Monday will mark the third anniversary of his injury in the Finals, the Warriors’ decisive Game 6 loss to Toronto, and the Raptors’ first title at Oracle Arena. Thompson tore the anterior cruciate ligament in his left knee, required surgery, and began to miss more than 2 1/2 years. During that time, he also tore his right Achilles tendon and required repair.
When told he was 3-0 in purple game sneakers, Curry could only laugh and hope he wasn’t cursed now.
And, no, he wasn’t tracking that obscure statistic.
“I don’t even know, so I appreciate you,” Curry said. “If I knew the record now, I don’t know if it would affect the juju there. I have a lot of different colors, so we’ll see. We’ll see what happens. Let me start thinking about it now too.”

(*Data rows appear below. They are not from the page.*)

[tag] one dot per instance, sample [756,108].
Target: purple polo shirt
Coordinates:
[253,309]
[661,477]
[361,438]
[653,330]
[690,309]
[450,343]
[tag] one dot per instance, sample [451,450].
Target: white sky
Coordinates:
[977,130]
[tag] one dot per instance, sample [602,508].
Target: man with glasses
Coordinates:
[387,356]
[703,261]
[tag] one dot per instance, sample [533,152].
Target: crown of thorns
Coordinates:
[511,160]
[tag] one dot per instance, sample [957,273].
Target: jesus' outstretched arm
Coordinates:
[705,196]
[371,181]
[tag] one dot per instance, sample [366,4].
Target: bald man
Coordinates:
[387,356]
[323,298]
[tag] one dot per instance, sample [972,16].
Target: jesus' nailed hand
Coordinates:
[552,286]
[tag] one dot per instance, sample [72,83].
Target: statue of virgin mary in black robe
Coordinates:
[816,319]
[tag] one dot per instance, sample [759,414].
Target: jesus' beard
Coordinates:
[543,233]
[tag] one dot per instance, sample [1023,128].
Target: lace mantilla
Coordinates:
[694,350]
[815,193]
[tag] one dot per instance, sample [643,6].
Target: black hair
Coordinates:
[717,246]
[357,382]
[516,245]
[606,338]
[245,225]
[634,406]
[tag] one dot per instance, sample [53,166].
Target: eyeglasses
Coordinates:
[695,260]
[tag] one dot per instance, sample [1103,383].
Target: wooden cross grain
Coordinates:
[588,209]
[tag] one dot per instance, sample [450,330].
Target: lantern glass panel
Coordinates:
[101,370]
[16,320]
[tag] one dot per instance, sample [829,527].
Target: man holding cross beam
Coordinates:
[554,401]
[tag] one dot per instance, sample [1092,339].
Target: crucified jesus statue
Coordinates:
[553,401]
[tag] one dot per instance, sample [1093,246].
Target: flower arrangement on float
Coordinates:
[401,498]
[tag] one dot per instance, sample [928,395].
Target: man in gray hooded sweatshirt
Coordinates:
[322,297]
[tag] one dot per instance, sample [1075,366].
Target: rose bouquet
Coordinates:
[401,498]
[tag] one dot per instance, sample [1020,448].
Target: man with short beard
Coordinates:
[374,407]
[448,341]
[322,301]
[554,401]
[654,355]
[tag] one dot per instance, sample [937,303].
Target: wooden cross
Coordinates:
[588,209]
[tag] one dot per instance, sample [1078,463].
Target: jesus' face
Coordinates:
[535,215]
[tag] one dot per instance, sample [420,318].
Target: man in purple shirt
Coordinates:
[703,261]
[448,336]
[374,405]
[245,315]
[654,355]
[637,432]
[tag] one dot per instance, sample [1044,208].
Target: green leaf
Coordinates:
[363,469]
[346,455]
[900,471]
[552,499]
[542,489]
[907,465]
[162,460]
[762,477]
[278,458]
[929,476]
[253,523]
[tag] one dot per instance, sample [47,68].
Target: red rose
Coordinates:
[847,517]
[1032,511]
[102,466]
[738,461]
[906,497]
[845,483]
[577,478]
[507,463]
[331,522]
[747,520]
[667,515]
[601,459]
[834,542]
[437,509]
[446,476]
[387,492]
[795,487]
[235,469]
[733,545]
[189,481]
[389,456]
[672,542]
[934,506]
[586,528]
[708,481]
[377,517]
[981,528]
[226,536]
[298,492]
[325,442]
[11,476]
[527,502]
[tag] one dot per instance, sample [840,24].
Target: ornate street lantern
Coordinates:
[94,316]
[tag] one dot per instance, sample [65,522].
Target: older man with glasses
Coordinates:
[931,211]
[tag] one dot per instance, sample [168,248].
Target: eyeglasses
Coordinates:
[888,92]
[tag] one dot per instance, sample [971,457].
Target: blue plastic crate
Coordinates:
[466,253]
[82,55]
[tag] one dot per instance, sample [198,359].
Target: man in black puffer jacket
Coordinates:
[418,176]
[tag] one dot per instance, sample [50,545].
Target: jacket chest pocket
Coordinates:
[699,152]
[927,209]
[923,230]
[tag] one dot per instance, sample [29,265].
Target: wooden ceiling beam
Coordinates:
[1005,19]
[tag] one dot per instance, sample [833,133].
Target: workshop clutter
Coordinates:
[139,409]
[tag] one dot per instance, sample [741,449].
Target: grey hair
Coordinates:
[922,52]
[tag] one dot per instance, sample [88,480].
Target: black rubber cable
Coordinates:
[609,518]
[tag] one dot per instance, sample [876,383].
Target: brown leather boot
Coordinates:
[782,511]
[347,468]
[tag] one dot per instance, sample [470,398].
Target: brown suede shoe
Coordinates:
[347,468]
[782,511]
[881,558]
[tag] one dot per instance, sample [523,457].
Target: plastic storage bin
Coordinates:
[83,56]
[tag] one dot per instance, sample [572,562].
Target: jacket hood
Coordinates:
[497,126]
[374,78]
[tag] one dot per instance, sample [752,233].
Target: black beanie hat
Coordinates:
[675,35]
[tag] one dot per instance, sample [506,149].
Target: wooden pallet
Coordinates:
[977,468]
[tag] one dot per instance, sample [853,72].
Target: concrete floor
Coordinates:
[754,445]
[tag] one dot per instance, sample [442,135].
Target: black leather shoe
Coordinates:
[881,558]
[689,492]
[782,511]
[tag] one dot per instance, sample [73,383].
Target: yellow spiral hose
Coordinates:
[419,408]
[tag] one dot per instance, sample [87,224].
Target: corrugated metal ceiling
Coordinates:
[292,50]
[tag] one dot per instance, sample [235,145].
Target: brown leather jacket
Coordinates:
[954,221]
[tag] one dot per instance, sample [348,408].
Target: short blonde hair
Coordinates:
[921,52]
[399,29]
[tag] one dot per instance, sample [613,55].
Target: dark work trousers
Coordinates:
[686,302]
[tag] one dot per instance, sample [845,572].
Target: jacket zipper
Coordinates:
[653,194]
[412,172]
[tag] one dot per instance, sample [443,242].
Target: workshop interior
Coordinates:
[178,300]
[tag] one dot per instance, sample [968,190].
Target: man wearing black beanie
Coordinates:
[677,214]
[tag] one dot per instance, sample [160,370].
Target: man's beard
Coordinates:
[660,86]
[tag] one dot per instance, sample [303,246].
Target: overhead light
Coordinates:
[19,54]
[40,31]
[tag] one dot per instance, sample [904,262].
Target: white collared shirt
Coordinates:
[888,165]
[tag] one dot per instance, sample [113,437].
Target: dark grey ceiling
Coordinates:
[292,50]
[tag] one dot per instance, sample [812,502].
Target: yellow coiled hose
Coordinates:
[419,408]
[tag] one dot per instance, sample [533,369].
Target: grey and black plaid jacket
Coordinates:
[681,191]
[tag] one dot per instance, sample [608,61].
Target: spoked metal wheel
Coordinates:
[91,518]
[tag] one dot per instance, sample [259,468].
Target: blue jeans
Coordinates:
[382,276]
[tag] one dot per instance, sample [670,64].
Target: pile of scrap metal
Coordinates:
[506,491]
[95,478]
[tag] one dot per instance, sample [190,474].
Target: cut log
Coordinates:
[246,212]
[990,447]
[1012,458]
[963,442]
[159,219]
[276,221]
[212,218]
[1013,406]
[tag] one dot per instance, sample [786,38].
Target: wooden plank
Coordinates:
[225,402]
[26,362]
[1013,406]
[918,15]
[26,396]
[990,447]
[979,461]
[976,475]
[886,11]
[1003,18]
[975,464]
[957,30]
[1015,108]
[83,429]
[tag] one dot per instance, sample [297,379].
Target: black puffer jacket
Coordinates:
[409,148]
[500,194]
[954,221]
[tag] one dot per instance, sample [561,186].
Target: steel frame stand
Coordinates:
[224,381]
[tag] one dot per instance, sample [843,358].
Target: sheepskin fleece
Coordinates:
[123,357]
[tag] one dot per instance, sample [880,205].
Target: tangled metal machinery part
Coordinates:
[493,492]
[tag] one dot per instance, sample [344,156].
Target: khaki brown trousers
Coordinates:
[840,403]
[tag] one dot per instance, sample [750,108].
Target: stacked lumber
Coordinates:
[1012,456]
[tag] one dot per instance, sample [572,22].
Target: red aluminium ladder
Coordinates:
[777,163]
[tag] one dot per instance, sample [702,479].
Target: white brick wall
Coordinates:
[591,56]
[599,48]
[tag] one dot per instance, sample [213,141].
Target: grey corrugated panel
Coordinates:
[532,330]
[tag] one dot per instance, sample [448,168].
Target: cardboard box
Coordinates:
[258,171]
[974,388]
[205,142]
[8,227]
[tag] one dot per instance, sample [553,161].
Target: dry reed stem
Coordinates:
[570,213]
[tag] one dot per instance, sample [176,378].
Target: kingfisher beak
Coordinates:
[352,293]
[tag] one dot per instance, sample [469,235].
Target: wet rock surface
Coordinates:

Celtics center Robert Williams III is still dealing with his troublesome left knee soreness. He underwent surgery to repair torn cartilage in March before returning in Game 3 of the first round against Brooklyn. The Celtics continued to monitor him, though Udoka said the 6-foot-9 big was better Sunday.
Boston didn’t find a specific moment in the film that showed Williams could again aggravate the soft knee.
“Do better, rest day, rest, same as today and tomorrow, optimistic he’ll be fine,” Udoka said. “But we will test before the game as usual.”